Which three Dutch people (dead or alive) would you most like to meet?
Rembrandt van Rijn – I am so obsessed by what he did in the 17th century. But then, perhaps I should pick Van Gogh. I was a correspondent in Paris for five years and I often took people to visit his grave in Auvers. It was always very emotional.
Johan Huizinga: He’s an early 20th century historian but was very influential when I was studying and I thought he was a great writer.
Mata Hari, the spy: She was very sensual and very beautiful and she had such an interesting life. She was spying for everybody and going to bed with too many men. Of course, this all took place in the First World War which is much more important to the Belgians than the Dutch, but a subject I am very interested in.

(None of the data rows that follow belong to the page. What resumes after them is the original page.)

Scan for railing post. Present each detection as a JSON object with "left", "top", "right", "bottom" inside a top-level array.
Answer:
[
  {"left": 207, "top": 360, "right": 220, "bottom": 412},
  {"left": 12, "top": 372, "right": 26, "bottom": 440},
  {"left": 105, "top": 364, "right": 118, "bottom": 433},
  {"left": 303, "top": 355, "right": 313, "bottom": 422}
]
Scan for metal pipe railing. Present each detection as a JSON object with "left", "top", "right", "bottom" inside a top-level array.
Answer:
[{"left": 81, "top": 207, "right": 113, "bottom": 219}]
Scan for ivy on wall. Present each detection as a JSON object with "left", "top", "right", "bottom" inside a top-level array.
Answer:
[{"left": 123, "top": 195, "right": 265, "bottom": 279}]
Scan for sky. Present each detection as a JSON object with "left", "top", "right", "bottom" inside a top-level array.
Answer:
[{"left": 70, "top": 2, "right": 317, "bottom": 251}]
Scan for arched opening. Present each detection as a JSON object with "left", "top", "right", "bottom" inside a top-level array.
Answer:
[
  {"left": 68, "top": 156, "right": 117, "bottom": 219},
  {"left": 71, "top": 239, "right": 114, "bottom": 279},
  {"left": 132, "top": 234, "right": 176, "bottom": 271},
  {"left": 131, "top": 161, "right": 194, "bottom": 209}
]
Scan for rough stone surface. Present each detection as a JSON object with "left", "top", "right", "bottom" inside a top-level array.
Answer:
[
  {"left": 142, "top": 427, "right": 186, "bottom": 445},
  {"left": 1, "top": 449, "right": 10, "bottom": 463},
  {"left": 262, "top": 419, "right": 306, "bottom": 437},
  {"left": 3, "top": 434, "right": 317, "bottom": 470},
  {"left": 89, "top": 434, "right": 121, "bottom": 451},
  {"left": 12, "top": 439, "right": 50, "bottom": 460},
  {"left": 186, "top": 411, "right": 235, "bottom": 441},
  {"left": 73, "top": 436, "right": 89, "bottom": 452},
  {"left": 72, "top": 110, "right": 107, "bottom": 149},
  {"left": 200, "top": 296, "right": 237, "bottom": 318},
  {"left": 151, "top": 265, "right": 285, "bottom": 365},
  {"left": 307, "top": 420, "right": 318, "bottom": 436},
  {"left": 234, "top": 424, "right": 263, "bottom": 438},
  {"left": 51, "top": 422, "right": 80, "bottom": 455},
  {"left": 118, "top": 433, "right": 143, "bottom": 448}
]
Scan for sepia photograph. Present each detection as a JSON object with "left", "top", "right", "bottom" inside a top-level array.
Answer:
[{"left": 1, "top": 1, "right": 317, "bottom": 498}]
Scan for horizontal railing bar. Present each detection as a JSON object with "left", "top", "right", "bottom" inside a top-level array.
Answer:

What’s your top tourist tip?
I have to say since the Rijksmuseum has been renovated I always send visitors there. And it might be cliched but I would also say a boat tour. More people in Amsterdam should do it, even if you live here. You see the city from another perspective. I also go to the Adam Tower on the IJ because I love the view.
Tell us something surprising you’ve found out about the Netherlands
The one thing I find very emotional and surprising is the one minute’s silence on May 4 to remember the World War II. I knew there was a ceremony on the Dam but not that it was marked everywhere else. This year I was making a reservation in a restaurant and they asked me if I realised that it was May 4 and that there would be a minute’s silence. And indeed, just before eight the music was turned down and everyone went quiet. I think it is beautiful and emotional. And it is interesting that the Dutch are sometimes more emotional than they claim they are. They always say they are so sober and down to earth. But they also have these really wonderful traditions which I love.
If you had just 24 hours left in the Netherlands, what would you do?
I would go to my favourite restaurant Kaagman & Kortekaas for the last time – it is excellent, one of the best in the world. I think I would take my bike and cycle from here maybe to Hoorn. I have one of these typical Dutch bikes with a crate… I’d go north past Edam and Volendam and follow the sea. It’s so Dutch. But I would cycle first and eat later, of course.
Peter Vandermeersch’s book ‘Ik Zou Zo Graag Van Jullie Houden’ was published in September.